Samstag, Januar 30, 2016

Der Gast auf 31 F - Die Hauptspeise

Miami, 8.11.2015. Die Swiss-Maschine, Kurs LX065 startete mit leichter Verspätung. Weder hatte mich der Stromausfall auf dem Flughafen, noch ein medizinischer Notfall einige Reihen hinter mir beunruhigt („Hilfe, Hilfe, er stirbt!“). Der herbeigeeilte Purser verwies auf Komplikationen bei Todesfällen auf amerikanischen Flughäfen. Der zur Begutachtung der Sachlage zugezogene Hilfselektriker stimmte ihm zu und verstaute Defibrillator und Sauerstoff wieder an dem dafür vorgesehenen Ort. Ob der Mann wohl überlebt hat?
Ich sass auf Sitz 31E in der mittleren Reihe. Links hatte ein stark schwitzender Mann mittleren Alters und erheblicher Körpergrösse Platz genommen. Gottseidank war der Sitz rechts neben mir frei geblieben. Auf der Gangseite rechts hatte sich eine spanisch sprechende Dame mit russischem Reisepass niedergelassen.

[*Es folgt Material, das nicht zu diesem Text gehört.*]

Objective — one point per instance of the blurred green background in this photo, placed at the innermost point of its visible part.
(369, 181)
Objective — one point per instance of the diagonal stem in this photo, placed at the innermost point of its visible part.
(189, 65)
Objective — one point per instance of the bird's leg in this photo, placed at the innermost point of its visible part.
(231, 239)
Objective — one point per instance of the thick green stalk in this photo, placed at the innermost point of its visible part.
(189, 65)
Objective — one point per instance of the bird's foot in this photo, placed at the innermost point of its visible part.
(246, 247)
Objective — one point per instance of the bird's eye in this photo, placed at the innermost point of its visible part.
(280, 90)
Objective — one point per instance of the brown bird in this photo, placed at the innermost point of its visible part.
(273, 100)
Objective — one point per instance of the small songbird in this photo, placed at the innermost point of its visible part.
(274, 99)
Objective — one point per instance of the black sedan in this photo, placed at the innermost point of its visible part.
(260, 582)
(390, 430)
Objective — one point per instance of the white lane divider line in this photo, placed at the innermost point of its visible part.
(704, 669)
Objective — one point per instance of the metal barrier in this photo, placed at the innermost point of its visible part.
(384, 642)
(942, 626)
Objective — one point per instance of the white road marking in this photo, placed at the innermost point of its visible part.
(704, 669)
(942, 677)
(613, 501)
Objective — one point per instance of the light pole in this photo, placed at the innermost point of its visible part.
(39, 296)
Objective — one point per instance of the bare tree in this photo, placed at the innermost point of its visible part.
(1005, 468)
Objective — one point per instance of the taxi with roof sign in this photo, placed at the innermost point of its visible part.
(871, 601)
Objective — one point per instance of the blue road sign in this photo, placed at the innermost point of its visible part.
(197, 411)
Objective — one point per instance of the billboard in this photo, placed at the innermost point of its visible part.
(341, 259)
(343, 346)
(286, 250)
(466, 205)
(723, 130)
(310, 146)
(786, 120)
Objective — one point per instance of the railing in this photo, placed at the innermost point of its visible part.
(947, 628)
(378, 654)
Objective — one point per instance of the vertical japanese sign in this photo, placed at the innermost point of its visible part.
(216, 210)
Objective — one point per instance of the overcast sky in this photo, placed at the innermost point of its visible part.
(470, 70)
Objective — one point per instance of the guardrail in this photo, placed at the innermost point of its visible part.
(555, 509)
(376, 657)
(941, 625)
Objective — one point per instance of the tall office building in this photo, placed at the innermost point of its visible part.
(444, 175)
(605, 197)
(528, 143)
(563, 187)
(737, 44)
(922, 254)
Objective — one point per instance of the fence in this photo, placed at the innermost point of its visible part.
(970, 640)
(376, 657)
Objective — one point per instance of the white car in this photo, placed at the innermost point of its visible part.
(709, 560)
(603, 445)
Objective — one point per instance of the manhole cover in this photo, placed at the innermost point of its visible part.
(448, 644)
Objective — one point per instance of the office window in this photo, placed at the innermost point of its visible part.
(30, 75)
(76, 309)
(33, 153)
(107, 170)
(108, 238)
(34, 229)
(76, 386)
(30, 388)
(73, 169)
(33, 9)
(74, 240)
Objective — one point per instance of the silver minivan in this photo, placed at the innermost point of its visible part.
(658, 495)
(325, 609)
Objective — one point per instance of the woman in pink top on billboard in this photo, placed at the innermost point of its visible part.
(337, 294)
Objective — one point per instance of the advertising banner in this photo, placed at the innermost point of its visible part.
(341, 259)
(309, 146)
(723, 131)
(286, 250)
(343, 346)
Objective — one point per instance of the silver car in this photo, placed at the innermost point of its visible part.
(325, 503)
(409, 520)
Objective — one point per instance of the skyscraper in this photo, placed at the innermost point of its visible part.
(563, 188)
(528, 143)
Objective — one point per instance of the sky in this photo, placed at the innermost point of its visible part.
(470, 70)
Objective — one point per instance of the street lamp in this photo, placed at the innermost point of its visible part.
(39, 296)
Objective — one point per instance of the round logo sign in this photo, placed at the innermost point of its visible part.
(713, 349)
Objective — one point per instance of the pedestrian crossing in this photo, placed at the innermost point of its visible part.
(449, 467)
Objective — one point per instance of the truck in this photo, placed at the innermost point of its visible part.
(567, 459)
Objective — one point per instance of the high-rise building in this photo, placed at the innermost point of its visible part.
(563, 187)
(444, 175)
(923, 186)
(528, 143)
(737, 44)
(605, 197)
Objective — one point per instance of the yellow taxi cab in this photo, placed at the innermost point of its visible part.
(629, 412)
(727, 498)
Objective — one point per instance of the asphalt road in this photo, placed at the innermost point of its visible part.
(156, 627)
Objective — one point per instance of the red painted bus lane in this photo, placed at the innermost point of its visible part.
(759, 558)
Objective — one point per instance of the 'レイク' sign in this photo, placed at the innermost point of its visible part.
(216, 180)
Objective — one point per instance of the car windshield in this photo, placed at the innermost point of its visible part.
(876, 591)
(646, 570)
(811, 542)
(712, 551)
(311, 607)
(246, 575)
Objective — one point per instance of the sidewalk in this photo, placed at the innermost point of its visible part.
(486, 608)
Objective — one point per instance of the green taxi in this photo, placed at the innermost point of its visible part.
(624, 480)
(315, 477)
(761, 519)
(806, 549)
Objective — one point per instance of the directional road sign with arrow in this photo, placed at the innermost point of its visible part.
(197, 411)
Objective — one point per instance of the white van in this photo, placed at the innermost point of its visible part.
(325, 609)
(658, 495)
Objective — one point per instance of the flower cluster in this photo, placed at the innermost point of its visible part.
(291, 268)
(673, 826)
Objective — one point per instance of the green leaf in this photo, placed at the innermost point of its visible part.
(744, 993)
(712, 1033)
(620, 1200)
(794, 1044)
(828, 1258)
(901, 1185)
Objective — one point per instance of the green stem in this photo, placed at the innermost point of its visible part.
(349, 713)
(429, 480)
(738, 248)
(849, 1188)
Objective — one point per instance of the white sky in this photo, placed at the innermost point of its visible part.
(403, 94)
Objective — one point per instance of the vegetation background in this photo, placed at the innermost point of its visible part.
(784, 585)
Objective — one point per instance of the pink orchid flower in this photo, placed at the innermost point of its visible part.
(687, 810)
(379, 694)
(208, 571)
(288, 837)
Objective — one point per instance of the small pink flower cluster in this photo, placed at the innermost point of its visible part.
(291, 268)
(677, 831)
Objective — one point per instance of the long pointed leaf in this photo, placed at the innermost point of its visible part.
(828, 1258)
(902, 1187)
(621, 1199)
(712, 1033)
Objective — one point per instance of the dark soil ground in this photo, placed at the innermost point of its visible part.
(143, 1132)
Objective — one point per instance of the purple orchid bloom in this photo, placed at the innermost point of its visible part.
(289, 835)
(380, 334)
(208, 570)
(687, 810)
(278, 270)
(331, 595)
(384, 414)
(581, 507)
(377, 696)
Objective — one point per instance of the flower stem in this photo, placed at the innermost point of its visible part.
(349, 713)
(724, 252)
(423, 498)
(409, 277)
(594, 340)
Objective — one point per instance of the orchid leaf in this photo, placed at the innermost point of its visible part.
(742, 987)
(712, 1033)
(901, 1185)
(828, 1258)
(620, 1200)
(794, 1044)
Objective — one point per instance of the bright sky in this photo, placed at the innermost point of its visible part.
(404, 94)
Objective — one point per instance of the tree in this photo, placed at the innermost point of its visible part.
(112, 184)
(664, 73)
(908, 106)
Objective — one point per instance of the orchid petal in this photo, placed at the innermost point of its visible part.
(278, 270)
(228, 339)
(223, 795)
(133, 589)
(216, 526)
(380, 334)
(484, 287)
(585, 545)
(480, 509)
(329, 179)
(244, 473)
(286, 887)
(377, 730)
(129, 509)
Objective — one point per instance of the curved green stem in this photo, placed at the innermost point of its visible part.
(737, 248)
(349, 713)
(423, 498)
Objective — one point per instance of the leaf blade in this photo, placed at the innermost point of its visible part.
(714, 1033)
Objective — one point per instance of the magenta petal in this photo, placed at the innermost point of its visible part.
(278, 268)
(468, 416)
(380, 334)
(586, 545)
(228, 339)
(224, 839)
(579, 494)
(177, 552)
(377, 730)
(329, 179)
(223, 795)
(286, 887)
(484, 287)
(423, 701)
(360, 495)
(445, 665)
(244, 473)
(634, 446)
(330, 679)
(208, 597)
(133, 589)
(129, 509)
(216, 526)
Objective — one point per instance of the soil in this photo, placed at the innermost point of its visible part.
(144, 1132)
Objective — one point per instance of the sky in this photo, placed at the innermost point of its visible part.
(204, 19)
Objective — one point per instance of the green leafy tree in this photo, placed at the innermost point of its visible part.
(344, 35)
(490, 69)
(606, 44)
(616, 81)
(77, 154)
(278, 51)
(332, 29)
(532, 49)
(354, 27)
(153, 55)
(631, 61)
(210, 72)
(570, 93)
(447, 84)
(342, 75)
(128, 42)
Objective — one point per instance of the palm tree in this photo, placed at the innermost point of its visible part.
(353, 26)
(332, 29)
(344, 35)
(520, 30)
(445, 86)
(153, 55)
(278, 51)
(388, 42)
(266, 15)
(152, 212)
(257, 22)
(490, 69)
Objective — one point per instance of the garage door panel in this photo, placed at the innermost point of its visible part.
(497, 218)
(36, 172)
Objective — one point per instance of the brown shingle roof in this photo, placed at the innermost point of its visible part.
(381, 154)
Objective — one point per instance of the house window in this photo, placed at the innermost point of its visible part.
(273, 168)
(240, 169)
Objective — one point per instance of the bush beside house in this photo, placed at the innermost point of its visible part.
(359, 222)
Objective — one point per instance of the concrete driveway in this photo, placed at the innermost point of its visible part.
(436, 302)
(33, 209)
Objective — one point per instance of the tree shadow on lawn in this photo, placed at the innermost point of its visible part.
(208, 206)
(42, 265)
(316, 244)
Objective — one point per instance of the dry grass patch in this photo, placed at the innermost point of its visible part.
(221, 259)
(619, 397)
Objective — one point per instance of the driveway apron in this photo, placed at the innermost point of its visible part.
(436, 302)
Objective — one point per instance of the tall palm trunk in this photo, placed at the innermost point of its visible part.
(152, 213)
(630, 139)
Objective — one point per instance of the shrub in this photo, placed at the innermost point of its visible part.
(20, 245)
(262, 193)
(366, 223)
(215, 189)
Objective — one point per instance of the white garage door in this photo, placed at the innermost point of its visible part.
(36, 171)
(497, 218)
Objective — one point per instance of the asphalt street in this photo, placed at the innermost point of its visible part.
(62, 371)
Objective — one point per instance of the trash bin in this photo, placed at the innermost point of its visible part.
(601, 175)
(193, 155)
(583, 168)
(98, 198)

Mit ihr könnte ich auf den nächsten acht Stunden sicher den leeren Sitz teilen.

Während des Starts fiel ich in einen leichten Schlaf und erwachte erst wieder, als das Flugzeug seine Reiseflughöhe erreicht hatte. Eben wollte ich meine Beine in die Richtung des freigebliebenen Platzes strecken, als ich gewaltig erschrak: Der Platz war nicht frei! Allerdings konnte ich im schummrigen Kabinenlicht nicht erkennen, was sich dort niedergelassen hatte, es schien sich nicht um ein menschliches Wesen zu handeln.

ES antwortete nicht, als ich ES ansprach. War es etwa E.T. auf der Rückreise in seine interstellare Heimat oder hatte sich in Miami heimlich ein Vieh an Bord geschlichen? Ob es Alligatoren mit Fell gab? Handelte es sich etwa um einen tasmanischen Teufel? Fliegt Swiss auch nach Tasmanien? Hatte ich ein Bier zu viel getrunken? Ich schloss die Augen und ging in mich. Als ich genug weit gegangen war, nahm ich den restlichen Mut zusammen, öffnete wieder die Augen und starrte ES an: Ich schaute dem Teufel direkt in die Augen! Diese schienen blutunterlaufen zu sein, das Vieh erwiderte meinen Blick gänzlich regungslos. Nur die Pupillen irrlichterten zitternd und glänzten im matten Licht. Genauso hatte mich Kaderli angeschaut, als ich ihn letztens völlig besoffen und bekifft angetroffen hatte. Kaderli aber, so erinnerte ich mich, hatte kein Fell und war deutlich grösser als dieses Etwas auf Sitz 31F. Ich sprach ES an:

„Hallo, auch auf dem Weg nach Zürich? Warum hast du den Pelzmantel nicht ausgezogen? Kalt, hä?“

31F antwortete nicht und ich wurde etwas mutiger.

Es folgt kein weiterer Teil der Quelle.